The hospitality and tourism sectors in India are anticipated to generate a substantial 58.2 million jobs by 2033, according to insights shared during the sixth HAI 2024 Conclave. Industry leader said that it was important to have government support in granting industry and infrastructure status to harness the full employment potential. The Hotels’ Association of India (HAI) projected the creation of 5 million direct and indirect jobs in the next 5-7 years, emphasising the need for governmental backing for comprehensive industry and infrastructure status at the state level.
HAI President Puneet Chhatwal, who is also the Managing Director/CEO of Indian Hotels Company Ltd, stressed that granting infrastructure status to the hospitality sector could attract investments not only for accommodation but also for substantial income and employment generation.
He pointed out the existing gap between recognising tourism as a crucial development pillar, contributing 10 per cent to employment and 8 per cent to GDP and the actual implementation of policies. He noted, in a press conference, “there is often a gap between this realisation and the actual policy implementation.”
HAI Vice-President K B Kachru highlighted a notable 271 per cent increase in hirings over the last two years, indicating a shift in business dynamics. In response, he urged a heightened focus on tourism development at various levels, stating, “Now we need to focus a lot on developing tourism, not only at higher levels but also at entry levels.” Kachru, also the Chairman Emeritus and Principal Advisor South Asia of Radisson Hotel Group, conveyed the industry’s commitment to creating over 50 million jobs in the next 5-7 years.
Amitabh Kant, India’s G20 Sherpa, urged the tourism sector to communicate its potential to politicians, suggesting that highlighting the goal of creating 25 million jobs by 2030 could have a significant impact. Kant remarked, “I think somehow the tourism industry has failed to tell the politician that we are a big creator of jobs.” He emphasised the global scale of the tourism economy, valued at $5 trillion, with India’s share being less than 2 per cent, underscoring the need for substantial growth.

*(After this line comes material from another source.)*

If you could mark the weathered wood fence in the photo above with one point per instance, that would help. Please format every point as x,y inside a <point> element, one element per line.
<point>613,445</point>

Chhatwal acknowledged the government’s efforts in infrastructure development and suggested that granting full infrastructure status would further propel the sector’s success. He said, “We have that status, but there are a lot of limitations that were put into it 12 years ago.” Emphasising the importance of states following through on their commitments, Kachru stated, “While 11 states have done it, there has been a gap in execution.”